Chapter 16: What event causes Frankenstein's creation to say "For the first time the feelings of revenge and hatred filled my bosom and I bent my mind towards injury and death..."? What revenge does he take? What does he want from Frankenstein and why?
Chapter 17: What convinces Frankenstein to do what his creation asks of him?
Chapter 18: What are Frankenstein's plans regarding Elizabeth? What does he resolve to do first and why?
Chapter 19: What route does Frankenstein take on the way to starting his task and how does he go about it? In this chapter, Frankenstein is tormented by what he did in the past and is doing now. He says, "I felt as if I had committed some great crime, the consciousness of which haunted me. I was guiltless, but I had indeed drawn down a horrible curse upon my head, as mortal as that of crime." What do you think of his statement and state of mind?

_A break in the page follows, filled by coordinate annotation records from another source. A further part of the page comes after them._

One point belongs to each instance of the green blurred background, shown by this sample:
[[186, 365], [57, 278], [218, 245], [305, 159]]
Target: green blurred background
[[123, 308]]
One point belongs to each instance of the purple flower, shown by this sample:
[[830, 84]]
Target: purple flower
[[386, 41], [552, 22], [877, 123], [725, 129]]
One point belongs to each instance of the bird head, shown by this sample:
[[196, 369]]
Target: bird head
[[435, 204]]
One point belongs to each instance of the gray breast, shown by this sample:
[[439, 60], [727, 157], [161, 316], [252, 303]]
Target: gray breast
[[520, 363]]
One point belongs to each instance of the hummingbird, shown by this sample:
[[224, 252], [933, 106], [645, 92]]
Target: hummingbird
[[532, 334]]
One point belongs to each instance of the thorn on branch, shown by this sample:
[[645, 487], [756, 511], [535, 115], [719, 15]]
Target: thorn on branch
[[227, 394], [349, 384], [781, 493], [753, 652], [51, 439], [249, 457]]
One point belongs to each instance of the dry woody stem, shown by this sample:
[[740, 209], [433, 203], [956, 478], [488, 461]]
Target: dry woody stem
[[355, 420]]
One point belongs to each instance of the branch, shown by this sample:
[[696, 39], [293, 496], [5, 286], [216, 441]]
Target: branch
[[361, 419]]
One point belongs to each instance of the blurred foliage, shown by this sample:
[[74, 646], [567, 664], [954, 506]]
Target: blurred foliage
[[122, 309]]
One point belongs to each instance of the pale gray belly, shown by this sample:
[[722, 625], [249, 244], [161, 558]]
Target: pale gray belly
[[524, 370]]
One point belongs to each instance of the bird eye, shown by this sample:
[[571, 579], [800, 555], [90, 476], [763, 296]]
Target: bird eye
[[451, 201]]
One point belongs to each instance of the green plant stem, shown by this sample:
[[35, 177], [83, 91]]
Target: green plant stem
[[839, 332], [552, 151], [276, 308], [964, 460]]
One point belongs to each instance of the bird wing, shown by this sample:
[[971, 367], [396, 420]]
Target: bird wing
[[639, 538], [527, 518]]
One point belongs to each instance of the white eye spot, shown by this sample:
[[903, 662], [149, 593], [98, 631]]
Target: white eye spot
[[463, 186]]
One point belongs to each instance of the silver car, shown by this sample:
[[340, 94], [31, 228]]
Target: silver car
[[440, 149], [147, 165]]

Ch 20-24, Letters (1831 version); Vol III Ch 3-7, Letters (1818)
Chapter 20: What decision did Frankenstein make about the female creature he was creating and why? What threat did Frankenstein's creation make?
Chapter 21: Of whose murder was Frankenstein accused? What was Frankenstein's reaction?
Chapter 22: What did Elizabeth write to Victor Frankenstein and why? What does Victor fear about marrying Elizabeth?
Chapter 23: What terrible surprise does the creature spring on Frankenstein? What is Frankenstein's response?
Chapter 24: As this chapter starts, what is keeping Victor alive? What is the reaction of Frankenstein's creature to what he finds on Walton's ship? What do you think of the explanations and plans of Frankenstein's creature? What is Walton going to do at the end of the book? Do you see parallels between Walton and Frankenstein? How are they alike and different? What do you think of the ending?